Economists and civil society representatives Monday unleashed an attack on the government for resorting to commercial and short-term borrowing from a foreign commercial bank (FCB) in order to import gasoline.
But the Bangladesh Bank (BB) governor defended the move, saying "external shock" forced the government to take a US$250 million credit from the Standard Chartered Bank as prices of oil shot up in the international market.
"External shock has propelled us to go for the public borrowing. It's not that we like it," BB Governor Salehuddin Ahmed told an elite audience, dubbing the step as a "quick-fix".
"It's unlikely that prices of oil will go down shortly. That is why, we are taking such a loan," he said, referring to the government's obligation to make a plethora of payments besides footing fuel import bills.
The central bank chief's comments came at a CPD-dialogue as noted economist Wahiduddin Mahmud questioned the very logic of resorting to short-term borrowing for oil imports.
Centre for Policy Dialogue (CPD), a multidisciplinary think-tank, arranged the dialogue on "Growth and equity in South Asia: How has Bangladesh performed", with CPD Executive Chairman Rehman Sobhan in the chair.
Although volatile oil prices exerted a substantial pressure on the balance of payment (BoP), Mahmud saw no rationale behind going for short-term credit.
"Oil price hike has created a problem.
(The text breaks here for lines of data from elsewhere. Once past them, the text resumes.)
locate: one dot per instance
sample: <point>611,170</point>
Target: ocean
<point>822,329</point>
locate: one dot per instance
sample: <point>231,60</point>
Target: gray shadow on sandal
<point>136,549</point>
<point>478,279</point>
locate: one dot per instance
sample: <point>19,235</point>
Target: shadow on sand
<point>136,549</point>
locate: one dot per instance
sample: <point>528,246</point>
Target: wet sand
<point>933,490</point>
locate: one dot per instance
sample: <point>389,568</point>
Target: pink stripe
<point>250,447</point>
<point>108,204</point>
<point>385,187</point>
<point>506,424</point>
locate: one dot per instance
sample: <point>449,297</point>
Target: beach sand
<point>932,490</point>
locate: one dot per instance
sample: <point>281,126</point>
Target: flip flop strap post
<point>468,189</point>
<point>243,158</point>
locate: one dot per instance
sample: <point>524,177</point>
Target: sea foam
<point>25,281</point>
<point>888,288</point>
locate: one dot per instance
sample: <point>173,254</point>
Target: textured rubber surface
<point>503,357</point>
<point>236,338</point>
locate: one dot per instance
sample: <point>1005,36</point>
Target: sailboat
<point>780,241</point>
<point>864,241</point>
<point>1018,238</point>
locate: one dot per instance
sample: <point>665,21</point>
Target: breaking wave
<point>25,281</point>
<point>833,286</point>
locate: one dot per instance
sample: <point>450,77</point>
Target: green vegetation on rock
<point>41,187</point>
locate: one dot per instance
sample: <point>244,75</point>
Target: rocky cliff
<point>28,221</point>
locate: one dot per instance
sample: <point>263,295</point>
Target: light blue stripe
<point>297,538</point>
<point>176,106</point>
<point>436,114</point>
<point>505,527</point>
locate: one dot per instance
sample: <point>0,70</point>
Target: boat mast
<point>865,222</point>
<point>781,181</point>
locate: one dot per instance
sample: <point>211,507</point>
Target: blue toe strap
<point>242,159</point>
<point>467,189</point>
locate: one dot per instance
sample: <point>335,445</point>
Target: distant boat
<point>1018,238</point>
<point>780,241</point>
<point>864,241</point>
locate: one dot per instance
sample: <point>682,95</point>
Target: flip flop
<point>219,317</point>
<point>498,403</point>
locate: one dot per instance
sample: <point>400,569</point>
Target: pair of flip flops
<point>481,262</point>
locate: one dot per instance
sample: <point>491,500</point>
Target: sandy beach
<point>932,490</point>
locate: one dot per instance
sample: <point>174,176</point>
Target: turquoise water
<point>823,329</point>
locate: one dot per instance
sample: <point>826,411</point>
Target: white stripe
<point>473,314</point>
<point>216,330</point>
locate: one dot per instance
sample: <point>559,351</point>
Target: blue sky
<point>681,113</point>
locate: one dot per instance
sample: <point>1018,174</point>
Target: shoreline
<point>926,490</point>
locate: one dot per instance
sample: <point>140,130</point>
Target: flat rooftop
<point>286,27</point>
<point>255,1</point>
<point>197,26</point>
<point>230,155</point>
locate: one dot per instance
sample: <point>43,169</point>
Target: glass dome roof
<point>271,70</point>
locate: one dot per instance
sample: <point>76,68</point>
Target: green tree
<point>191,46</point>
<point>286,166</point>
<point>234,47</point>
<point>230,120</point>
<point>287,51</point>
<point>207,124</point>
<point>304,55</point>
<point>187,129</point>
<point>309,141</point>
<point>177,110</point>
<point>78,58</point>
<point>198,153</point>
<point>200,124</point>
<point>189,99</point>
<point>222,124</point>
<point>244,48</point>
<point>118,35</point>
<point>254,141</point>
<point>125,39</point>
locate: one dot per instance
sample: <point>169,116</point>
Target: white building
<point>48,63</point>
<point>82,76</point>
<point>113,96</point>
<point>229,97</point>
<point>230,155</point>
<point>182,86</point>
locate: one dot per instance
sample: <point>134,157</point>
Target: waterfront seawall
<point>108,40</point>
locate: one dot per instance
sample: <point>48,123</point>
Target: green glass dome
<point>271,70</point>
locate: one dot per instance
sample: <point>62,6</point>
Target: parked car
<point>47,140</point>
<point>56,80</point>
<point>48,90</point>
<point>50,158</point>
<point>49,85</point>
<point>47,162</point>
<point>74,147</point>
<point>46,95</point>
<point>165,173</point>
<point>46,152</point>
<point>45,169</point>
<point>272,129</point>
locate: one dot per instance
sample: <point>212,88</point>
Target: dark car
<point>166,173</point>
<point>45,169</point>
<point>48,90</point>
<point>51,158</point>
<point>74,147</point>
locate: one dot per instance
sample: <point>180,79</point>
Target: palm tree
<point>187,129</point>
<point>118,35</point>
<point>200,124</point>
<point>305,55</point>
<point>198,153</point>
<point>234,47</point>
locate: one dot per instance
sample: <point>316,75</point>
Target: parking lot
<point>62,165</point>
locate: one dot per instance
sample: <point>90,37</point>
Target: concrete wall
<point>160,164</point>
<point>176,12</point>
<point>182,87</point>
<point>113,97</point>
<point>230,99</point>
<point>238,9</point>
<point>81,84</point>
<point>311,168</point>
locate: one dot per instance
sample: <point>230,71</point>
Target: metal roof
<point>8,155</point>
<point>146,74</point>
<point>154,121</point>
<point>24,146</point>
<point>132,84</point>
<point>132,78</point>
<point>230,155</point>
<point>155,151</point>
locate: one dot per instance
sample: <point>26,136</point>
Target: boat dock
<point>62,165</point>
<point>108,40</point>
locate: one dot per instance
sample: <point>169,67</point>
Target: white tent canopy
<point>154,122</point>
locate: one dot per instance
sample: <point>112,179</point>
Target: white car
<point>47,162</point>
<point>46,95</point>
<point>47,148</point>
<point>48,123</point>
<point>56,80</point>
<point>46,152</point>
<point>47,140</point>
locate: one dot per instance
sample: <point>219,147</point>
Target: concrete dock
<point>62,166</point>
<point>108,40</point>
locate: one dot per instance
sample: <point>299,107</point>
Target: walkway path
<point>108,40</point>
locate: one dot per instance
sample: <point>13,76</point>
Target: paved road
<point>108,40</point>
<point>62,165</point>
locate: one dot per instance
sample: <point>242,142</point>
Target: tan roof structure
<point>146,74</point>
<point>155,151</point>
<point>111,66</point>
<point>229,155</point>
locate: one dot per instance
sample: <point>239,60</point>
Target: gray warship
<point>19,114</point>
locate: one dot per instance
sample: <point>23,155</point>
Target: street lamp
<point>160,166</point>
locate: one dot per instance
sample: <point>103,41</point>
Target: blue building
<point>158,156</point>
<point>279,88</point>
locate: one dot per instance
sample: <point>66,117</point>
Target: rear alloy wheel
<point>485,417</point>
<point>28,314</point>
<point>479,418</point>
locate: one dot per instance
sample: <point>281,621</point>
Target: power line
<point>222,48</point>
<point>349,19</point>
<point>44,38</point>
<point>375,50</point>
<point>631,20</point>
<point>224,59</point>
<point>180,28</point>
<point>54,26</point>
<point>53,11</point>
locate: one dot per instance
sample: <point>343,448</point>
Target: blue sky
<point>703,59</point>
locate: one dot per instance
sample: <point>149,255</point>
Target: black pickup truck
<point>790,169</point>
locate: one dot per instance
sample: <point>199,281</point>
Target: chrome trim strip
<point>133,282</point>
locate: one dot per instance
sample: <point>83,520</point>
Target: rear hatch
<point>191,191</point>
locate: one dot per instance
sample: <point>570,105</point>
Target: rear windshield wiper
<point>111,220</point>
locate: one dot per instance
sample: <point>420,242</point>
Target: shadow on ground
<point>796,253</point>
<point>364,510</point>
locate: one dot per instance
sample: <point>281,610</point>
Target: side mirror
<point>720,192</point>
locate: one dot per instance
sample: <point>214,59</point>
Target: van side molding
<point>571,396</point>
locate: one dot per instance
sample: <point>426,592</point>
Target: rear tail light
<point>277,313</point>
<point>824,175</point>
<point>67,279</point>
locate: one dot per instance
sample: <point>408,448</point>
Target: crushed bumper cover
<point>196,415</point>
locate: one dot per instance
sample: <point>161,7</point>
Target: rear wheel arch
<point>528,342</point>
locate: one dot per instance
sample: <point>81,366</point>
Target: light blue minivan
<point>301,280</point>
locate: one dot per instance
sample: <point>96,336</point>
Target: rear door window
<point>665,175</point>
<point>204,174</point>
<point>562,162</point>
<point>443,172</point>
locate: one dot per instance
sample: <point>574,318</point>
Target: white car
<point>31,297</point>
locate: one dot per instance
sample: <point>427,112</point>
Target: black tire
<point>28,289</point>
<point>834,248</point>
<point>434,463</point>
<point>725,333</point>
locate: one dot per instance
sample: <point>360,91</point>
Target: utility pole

But what will happen after three months?," he asked, obliquely referring to the ineffectiveness of such ad-hoc measures.
In the dialogue, World Bank official Ijaz Nabi and CPD Executive Director Debapriya Bhattachariya presented separate papers.
The dialogue witnessed an animated debate on the nexus between growth and macroeconomic stability, as the speakers were sharply divided in their opinions.
Turning to the issue, the BB boss said there is a need for "reconstructing growth" so it can reach the target people.
"We've to reconstruct growth … Not only growth is important, but we've to look at the nature of growth," he said.
He added that today, the central bank is giving priority on credits on small and medium-sized enterprises that are labour-intensive.
As Bhattachariya pointed out that despite having macroeconomic stability, Bangladesh remains an under-performer in the South Asian region in terms of growth.
But ex-BB governor Fakhruddin Ahmed said macroeconomic stability is not so much important, but higher growth rate is needed to make a significant dent in poverty, he said.
Making an intervention at this juncture, Mahmud debunked the myth that higher growth rate has exacerbated inequality.
Bangladesh can be considered "a textbook case" of pro-poor growth in South Asia as the situation here is better than that in Sri Lanka and India, he said substantiating his earlier claim.
He also referred to the roles of remittances and workforce in the apparels industry, saying these have fostered pro-poor growth.
"A reasonable and sustainable development is not possible without macroeconomic stability," Salehuddin Ahmed said, adding: "Stability is also required to lure foreign investors as it helps them to assess the investment prospects".
Ijaj of World Bank said despite obstacles such as conflicts, corruption and high fiscal deficits, South Asia has achieved "impressive" economic growth and poverty reduction in the past decade, thanks mainly to economic reforms in the 1990s.
"If this growth accelerates to 10 per cent a year, the region could see single-digit poverty rates by 2015," he presumed.
Striking an optimistic note, the WB official said the dynamism and openness that charactarise South Asia would make the region free of poverty in a few decades.
Also taking part in the dialogue, SR Osmani said that the present income disparity was triggered by the inability to reach resoureces to the poor. He added that though investments were taking place in the country, job creation has failed to keep pace with it.
Meanwhile, Debapriya said low disbursement has turned the foreign aid into Achiles' heel in the 2005-06 fiscal. Besdides, the country growth has not been that much progressive due to snags like port problems and other macroeconomic weaknesses.